Rocco earned his undergraduate degree from West Chester College with a major in education, earned a master's degree in education from Villanova University and was awarded a Doctor of Education degree from Rutgers University. From 1964 to 1968, he was the principal of Woodcrest School, part of the Cherry Hill Public Schools. From 1968 to 1979, he was an associate professor at Camden County College, and then that school's director of continuing education. Rocco later became a professor at Rowan College.

==Elected office==
Rocco served as mayor of Cherry Hill from 1975 to 1977 and was a member of its township council from 1977 to 1979. He was a delegate to the Republican National Convention in 1980 and 1988. He was chosen to serve as a member of the National Commission for Employment Policy from 1983 to 1989. In 1979, Rocco was elected to the Assembly together with running mate Thomas J. Shusted, unseating Democratic incumbents Barbara Berman and Mary Keating Croce. In the Assembly, Rocco was the Assistant Minority Whip in 1984 and 1985, Speaker Pro Tempore from 1986 to 1989 and was the Deputy Speaker starting in 1992. He served as Chair of the Education Committee and as Vice Chair of the Joint Committee on Public Schools.

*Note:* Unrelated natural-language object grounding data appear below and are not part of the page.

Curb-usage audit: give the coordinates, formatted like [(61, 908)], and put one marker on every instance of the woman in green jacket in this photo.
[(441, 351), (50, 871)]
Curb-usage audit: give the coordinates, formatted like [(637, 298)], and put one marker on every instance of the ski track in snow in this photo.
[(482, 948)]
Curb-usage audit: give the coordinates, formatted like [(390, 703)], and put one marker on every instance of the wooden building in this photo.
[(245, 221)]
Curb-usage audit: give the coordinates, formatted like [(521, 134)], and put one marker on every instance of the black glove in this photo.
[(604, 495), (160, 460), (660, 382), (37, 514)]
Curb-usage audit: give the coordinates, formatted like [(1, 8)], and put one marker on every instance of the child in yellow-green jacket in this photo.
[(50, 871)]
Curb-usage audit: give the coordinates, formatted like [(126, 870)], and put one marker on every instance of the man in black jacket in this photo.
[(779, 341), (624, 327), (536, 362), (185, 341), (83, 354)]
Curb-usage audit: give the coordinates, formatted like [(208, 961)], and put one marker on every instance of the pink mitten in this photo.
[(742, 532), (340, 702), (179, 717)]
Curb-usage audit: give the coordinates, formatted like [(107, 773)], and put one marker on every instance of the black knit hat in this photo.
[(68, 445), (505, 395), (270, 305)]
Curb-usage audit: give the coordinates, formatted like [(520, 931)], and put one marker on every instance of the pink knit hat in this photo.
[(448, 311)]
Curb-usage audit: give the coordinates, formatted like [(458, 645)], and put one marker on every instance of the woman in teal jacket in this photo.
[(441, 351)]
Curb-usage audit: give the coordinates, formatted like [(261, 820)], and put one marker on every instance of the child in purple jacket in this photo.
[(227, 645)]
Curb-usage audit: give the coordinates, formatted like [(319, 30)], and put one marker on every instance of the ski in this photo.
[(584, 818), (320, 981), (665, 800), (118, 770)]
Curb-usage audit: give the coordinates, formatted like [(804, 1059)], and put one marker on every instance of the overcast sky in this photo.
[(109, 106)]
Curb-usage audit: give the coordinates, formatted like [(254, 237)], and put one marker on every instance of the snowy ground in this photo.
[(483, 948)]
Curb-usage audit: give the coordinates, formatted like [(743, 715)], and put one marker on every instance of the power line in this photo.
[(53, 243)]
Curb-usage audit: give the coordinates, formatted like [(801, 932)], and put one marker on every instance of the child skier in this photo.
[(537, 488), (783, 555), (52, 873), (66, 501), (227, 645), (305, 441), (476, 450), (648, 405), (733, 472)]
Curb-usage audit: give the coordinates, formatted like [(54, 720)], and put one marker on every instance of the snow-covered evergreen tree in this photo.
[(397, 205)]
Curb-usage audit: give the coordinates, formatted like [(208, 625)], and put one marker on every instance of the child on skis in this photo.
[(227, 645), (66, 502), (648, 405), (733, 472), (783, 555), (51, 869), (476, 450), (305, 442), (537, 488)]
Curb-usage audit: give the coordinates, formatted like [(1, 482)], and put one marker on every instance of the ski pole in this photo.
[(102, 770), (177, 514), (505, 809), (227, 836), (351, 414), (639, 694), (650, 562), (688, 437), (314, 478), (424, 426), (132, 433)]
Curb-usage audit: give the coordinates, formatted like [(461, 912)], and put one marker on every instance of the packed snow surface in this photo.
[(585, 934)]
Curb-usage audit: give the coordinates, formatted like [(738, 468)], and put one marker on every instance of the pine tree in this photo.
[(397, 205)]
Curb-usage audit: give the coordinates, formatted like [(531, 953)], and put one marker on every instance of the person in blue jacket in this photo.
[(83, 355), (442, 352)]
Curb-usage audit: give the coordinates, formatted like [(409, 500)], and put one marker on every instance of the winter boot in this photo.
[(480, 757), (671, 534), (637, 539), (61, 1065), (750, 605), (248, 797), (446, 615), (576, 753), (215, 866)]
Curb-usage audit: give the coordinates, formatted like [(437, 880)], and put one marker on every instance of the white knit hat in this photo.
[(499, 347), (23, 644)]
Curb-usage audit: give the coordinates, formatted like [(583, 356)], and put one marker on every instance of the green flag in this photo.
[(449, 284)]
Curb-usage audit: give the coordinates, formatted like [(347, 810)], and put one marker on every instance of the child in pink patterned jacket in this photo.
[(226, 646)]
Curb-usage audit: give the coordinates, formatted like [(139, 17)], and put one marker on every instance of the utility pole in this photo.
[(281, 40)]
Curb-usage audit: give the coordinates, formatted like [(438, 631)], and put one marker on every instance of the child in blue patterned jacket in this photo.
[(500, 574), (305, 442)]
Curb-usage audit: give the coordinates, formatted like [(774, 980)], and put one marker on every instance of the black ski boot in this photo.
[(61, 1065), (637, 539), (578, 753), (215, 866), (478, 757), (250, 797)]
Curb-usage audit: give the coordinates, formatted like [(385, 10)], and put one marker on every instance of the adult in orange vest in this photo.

Legislation proposed by Rocco in 1996 would allow parents to opt out of public school requirements to wear school uniforms. In December 1997, Rocco introduced legislation in the Assembly that would ban public school students from selling candy and other fundraising items door to door, as well as prohibit programs that offered students incentives for higher sales figures. The bill, which would make New Jersey the second in the nation to implement such a ban, was proposed following the rape and Killing of Eddie Werner, an 11-year-old boy from Jackson Township who had been selling candy and wrapping paper to residents near his home. In 1997, Rocco lost to Democratic incumbent John Adler in the race for the New Jersey Senate by a margin of 53%-47%.

==Death==
Rocco died of respiratory failure on April 8, 2020, at a hospice in Voorhees Township, New Jersey.